Since Gershon Kingsley is not only an accomplished composer and arranger but an unpretentious and likeable master of ceremonies, Monday's recital by the First Moog Quartet was a pronounced success.
Undaunted by subzero temperatures, a substantial crowd at the Lawrence Memorial Chapel received the efforts of Kingsley and his men of electronic music with rapt attention and unstinted applause.
Actually, as Kingsley himself took pains to point out, the evening's entertainment was less a concert than a demonstration of the possibilities of that electronic wonder, the Moog, with its computer-like instrument board and electronic console.
Filled With Sound - In a program that ranged from Lennon and McCartney to John Philip Sousa, and from signing winds to twittering birds, the Moogs- suplemented by drums, bass and soprano Leah Horen- proved their well-publicized versatility by filling the chapel with sounds of a variety and intensity that could surely have been provided in no other way.

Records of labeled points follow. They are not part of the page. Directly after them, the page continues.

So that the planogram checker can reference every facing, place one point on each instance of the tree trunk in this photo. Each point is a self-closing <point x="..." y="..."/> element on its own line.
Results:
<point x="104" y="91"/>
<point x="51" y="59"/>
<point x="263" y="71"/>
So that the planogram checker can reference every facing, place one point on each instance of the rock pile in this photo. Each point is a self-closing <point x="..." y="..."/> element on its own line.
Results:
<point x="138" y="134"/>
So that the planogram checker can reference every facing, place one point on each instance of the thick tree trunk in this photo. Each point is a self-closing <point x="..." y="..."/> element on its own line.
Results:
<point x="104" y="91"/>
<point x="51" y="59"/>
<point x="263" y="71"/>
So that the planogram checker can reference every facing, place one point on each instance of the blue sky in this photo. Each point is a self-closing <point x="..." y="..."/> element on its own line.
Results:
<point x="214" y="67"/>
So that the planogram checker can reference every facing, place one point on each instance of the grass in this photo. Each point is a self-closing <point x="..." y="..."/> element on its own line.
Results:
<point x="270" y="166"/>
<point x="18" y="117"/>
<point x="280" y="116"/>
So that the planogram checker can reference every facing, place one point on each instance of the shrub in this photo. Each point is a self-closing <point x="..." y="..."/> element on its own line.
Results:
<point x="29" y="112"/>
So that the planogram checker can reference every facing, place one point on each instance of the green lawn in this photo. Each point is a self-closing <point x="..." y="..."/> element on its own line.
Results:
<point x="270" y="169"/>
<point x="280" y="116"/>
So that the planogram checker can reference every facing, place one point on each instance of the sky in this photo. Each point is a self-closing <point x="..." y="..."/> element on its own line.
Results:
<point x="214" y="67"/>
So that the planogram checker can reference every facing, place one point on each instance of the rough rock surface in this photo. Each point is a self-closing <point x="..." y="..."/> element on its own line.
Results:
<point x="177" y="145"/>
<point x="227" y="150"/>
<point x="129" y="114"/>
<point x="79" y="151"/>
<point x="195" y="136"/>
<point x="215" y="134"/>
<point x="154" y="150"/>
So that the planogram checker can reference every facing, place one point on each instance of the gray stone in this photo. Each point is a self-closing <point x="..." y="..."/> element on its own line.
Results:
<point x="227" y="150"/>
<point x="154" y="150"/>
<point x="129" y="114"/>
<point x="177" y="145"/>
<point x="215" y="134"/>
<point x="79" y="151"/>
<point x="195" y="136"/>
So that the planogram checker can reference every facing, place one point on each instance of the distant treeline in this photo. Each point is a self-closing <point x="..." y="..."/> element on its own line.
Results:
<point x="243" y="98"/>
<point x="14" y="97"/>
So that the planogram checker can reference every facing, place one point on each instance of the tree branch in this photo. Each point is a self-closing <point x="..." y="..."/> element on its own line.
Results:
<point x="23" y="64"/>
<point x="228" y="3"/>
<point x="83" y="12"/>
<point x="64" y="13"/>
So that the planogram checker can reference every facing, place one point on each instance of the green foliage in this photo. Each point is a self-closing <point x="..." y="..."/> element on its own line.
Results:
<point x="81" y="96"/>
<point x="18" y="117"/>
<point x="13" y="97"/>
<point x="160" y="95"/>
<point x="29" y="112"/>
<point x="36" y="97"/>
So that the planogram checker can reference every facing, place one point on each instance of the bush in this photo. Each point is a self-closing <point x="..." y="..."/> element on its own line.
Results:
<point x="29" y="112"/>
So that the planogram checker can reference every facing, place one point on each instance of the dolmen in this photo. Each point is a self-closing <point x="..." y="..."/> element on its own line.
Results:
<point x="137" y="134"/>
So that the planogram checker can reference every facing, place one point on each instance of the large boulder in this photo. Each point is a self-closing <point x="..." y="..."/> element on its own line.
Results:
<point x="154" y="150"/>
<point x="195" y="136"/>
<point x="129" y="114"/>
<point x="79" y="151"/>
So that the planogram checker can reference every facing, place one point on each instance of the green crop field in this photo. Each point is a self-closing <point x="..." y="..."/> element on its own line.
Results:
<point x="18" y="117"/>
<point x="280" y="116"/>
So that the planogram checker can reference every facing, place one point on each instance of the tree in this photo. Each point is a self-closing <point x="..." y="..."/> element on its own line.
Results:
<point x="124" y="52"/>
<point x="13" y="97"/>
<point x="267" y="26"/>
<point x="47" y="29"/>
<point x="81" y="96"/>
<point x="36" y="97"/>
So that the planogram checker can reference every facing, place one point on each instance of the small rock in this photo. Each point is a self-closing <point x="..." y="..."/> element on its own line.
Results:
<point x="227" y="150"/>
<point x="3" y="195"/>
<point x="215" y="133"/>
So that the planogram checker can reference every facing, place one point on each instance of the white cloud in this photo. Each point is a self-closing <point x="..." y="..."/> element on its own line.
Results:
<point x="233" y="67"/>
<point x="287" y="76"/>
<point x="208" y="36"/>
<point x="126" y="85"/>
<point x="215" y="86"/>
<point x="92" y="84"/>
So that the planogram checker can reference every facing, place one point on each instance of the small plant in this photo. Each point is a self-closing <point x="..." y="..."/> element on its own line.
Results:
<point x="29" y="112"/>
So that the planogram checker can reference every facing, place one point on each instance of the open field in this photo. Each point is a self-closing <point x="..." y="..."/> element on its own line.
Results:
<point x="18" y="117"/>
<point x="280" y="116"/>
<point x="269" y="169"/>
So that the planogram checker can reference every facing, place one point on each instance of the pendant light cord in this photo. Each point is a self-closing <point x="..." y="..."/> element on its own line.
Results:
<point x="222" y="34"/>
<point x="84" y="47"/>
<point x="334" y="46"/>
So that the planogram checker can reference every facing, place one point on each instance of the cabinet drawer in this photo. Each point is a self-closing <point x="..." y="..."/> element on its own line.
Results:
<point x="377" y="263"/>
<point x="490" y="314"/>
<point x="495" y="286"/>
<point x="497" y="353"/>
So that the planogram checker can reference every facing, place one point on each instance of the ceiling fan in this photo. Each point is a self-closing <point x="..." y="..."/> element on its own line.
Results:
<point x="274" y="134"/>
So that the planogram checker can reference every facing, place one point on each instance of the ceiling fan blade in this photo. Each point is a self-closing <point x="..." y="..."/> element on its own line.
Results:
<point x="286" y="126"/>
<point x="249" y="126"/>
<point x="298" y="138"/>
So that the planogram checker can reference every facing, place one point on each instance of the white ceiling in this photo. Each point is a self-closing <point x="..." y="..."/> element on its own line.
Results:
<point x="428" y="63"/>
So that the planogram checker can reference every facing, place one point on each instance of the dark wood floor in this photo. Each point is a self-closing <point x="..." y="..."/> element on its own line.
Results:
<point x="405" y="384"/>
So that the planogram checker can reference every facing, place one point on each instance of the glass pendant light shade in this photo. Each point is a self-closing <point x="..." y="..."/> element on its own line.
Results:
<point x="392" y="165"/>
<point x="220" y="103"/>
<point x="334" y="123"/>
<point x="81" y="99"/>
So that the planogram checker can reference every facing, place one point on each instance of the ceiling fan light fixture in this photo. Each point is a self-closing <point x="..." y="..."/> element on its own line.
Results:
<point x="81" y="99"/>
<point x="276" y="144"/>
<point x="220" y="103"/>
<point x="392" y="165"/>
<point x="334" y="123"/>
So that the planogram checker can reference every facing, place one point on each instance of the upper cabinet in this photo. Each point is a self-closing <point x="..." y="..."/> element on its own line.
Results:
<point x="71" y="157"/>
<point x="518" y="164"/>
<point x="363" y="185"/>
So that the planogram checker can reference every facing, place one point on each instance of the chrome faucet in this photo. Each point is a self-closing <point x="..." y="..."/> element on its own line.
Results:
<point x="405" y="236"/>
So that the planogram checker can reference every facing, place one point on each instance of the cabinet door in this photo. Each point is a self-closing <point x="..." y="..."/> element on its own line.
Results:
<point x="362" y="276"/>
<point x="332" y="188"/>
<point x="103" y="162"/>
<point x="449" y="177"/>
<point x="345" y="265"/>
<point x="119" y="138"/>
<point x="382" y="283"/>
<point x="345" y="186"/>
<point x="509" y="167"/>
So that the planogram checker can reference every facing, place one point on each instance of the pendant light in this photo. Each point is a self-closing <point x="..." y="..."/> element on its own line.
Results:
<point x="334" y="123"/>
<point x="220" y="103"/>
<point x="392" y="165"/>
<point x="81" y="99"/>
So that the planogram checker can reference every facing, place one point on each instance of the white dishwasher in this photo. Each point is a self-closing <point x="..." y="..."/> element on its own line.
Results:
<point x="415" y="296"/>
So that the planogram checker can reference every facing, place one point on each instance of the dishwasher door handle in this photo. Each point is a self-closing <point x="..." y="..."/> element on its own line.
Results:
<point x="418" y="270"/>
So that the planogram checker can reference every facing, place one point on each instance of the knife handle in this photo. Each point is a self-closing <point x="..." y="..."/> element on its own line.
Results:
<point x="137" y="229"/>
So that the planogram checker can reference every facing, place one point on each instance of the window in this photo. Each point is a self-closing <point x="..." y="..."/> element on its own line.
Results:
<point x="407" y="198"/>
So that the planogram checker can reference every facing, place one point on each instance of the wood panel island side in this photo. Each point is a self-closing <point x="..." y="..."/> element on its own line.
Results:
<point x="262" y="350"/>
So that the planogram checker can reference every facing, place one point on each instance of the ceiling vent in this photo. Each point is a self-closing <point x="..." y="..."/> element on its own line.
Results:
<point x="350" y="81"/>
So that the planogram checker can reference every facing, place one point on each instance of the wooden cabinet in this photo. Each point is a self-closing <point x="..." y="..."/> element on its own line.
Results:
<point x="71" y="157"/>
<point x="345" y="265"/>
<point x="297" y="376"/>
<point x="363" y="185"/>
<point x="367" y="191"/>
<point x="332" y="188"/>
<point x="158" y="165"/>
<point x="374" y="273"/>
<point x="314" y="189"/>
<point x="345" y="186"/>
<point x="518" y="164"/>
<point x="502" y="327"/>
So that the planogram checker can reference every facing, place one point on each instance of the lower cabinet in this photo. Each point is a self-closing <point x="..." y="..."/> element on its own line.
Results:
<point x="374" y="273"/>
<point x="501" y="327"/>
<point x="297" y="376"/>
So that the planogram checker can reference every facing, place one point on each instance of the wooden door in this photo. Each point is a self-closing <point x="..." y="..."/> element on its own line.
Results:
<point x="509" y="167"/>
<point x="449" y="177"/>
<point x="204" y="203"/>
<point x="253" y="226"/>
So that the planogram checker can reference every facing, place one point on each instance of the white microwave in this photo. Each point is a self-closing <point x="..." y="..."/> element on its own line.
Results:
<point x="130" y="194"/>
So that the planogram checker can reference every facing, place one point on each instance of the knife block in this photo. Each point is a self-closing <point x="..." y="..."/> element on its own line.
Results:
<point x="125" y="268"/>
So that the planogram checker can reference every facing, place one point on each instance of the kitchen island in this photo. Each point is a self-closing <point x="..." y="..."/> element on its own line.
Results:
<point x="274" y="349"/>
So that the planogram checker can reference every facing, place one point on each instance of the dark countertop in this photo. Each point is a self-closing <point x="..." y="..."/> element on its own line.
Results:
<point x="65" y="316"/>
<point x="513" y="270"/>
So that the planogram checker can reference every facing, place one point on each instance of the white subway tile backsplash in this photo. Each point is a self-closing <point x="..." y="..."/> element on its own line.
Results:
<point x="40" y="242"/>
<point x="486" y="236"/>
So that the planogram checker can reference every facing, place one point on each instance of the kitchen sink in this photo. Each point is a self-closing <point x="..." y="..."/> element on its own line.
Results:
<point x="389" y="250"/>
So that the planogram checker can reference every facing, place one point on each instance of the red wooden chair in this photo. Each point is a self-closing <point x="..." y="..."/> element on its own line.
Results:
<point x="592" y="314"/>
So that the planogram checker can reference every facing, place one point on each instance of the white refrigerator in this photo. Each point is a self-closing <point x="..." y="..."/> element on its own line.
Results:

Miss Horen, a slim and unassuming young woman with a voice of enormous and almost effortless range, excelled with Paul Simon's "Sounds of Silence" and "Miracles," a collection of children's poems, but was at her best with a demanding song by Villa Lobos.
Moogian Kenneth Bichel took over the rostrum to conduct his own composition, 'Reflection 24," and Kingsley demonstrated the commercial possibilities of the medium with a series of brief scores for television blurbs, climaxed by an overwhelmingly complex and colorful abstract film, visuals for which were filmed under control of a computer at the Bell System Laboratories.
Program Highlight - A computer-designed film, backed by an electronic score, perhaps was the highlight of the evening in terms of non-human creativity. It was good to know that human hands were required to turn on the projector, at least.
Curiously enough, despite the cleavage of the centuries, Baroque music is particularly well suited to Moogian interpretation, because of its monophonic nature. Handel's "Water Music", performed by the quartet against the recorded background of a symphony orchestra, was ideally matched to the capabilities of the electronic devices, as was Bach's 'Fuga in G Minor".
Diverting Evening - In all, it proved to be a diverting evening, as valuable for what it suggested for the future, as for the entertainment it provided.
One hopes, however, that in the future the Moog will not be devoted entirely to television commercials and melodramatic serial films, but will be exploited for its own sake, and for the sake of expanding the frontiers of electronically-based music.